Citigroup calls it a “head scratcher.” Goldman Sachs terms it “striking resilience.” For Columbia Threadneedle, it’s a “reward for proactiveness.”

Whichever way one describes it, the relative resilience building up in emerging-market currencies over their advanced-nation peers has money managers sitting up and taking notice.

The dollar’s rally to successive records has currencies across the world in a spiral of doom. But a closer look reveals the benchmark gauge for emerging-market exchange rates is posting only half the losses seen in developed countries. And uncharacteristically, this outperformance continues even as commodity prices -- the mainstay of poorer nations -- are tumbling.

“In the last couple of months, prices of commodities have reversed from the levels seen earlier in the year but commodity producers have still performed relatively well compared with the euro zone or Group of 10,” said Dirk Willer, the head of emerging-market strategy at Citigroup Inc. “That’s been a bit of a head scratcher.”

EM currencies are weakening less than developed-nation peers
   

Developing nations’ success in weathering some of the volatility tied to Federal Reserve monetary tightening questions the assumption that they will be the epicenter of any market meltdown driven by higher US yields. In reality, much of the pain is being felt in the UK and Europe, while countries like Brazil and Mexico are seeing their currencies lure investors with juicy yields -- the result of some of the world’s most aggressive rate hikes.  

“We are seeing in developed markets the same forces that emerging markets have grappled with for the past few decades; inflation pressures and fiscal deficits,” said Simon Harvey, head of currency analysis at Monex Europe in London. “With all the volatility going on, you are forced to search for higher returns and that’s in emerging markets.”

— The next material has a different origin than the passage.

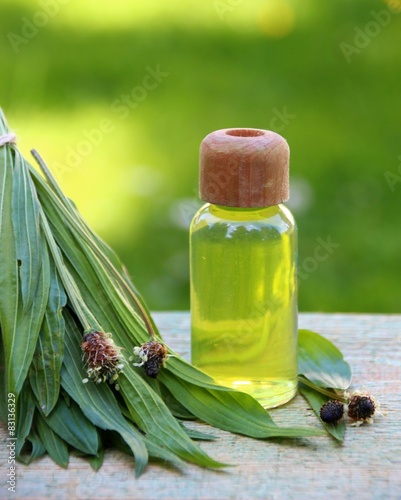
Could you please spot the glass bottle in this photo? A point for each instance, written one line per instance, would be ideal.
(243, 250)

A commodity rally this year through June 9 helped MSCI Inc.’s benchmark for developing-nation currencies limit its drop to 2.5%, when the gauge representing developed nations retreated 7.4%. Since then, the raw-material gauge has plunged, but emerging markets have still outperformed the Group of 7 by 2 percentage points. In all, of the 23 developing currencies tracked by Bloomberg, 21 have beaten the British pound, 19 have outperformed the euro and all 23 have done better than the Japanese yen.